Die Abschlussprüfung rückt immer näher – und jetzt?
Kaum zu glauben, aber wahr: Die Abschlussprüfung steht vor der Tür.

Was sich zu Beginn der Ausbildung noch ewig weit weg angefühlt hat, ist plötzlich ganz nah. Viele Azubis merken jetzt, wie die Nervosität steigt – und das ist völlig normal!

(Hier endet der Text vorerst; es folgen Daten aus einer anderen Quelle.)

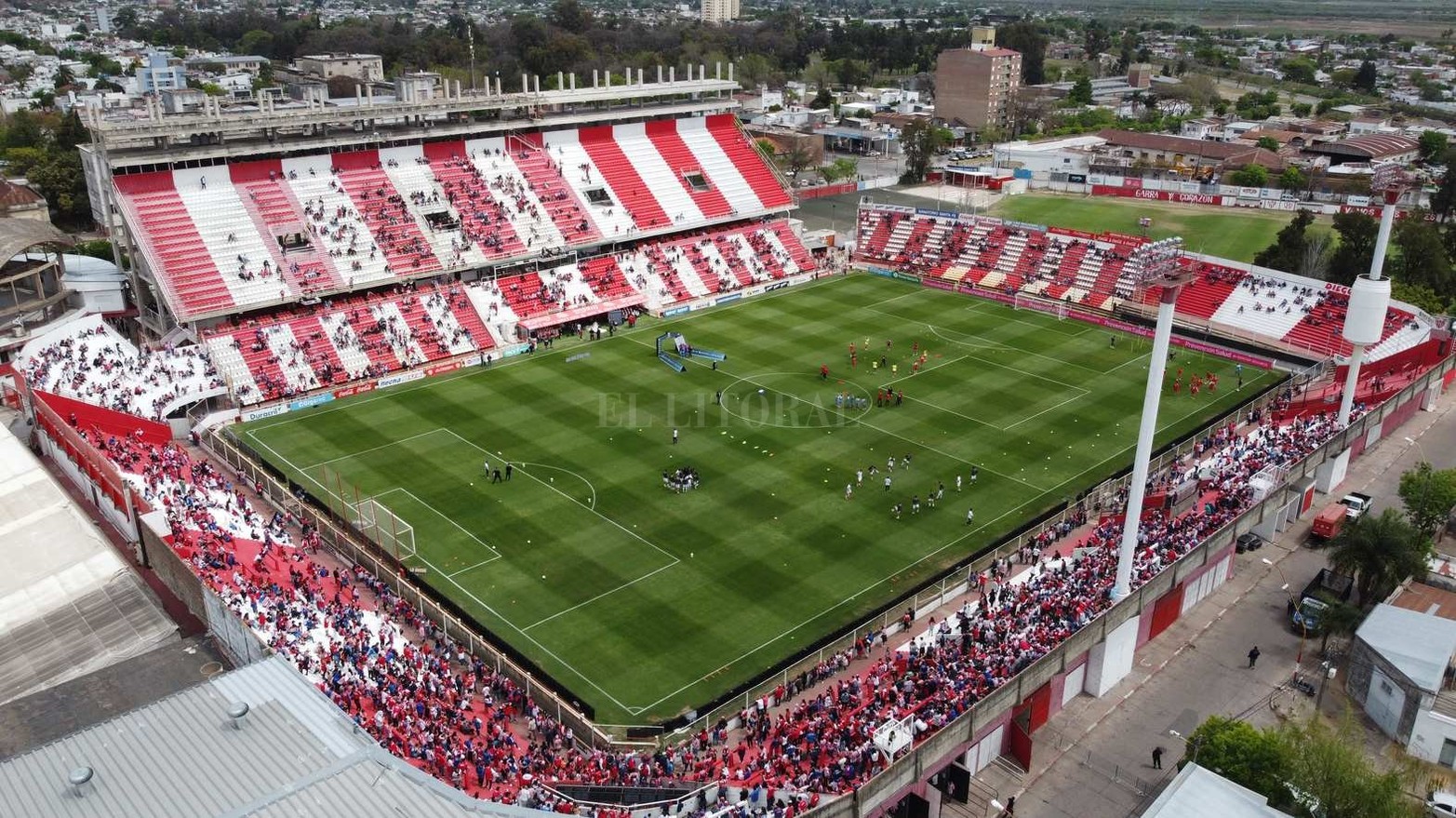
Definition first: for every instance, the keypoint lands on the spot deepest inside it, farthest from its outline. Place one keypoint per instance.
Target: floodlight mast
(1157, 263)
(1370, 294)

Prüfungsstress? Du bist nicht allein
Kurz vor der Abschlussprüfung kreisen die Gedanken oft um Fragen wie:
- Habe ich genug gelernt?
- Was, wenn ich einen Blackout bekomme?
- Schaffe ich das wirklich?
Die gute Nachricht: Diese Zweifel haben fast alle. Und sie zeigen vor allem eins – dir ist deine Ausbildung wichtig.
Jetzt zählt ein guter Plan
Anstatt dich von der Aufregung überrollen zu lassen, hilft Struktur:
- Lernplan erstellen: Teile den Stoff in überschaubare Einheiten auf.
- Wiederholen statt neu lernen: Jetzt geht es darum, Wissen zu festigen.
- Übungen & alte Prüfungen: Sie geben Sicherheit und zeigen, wo du stehst.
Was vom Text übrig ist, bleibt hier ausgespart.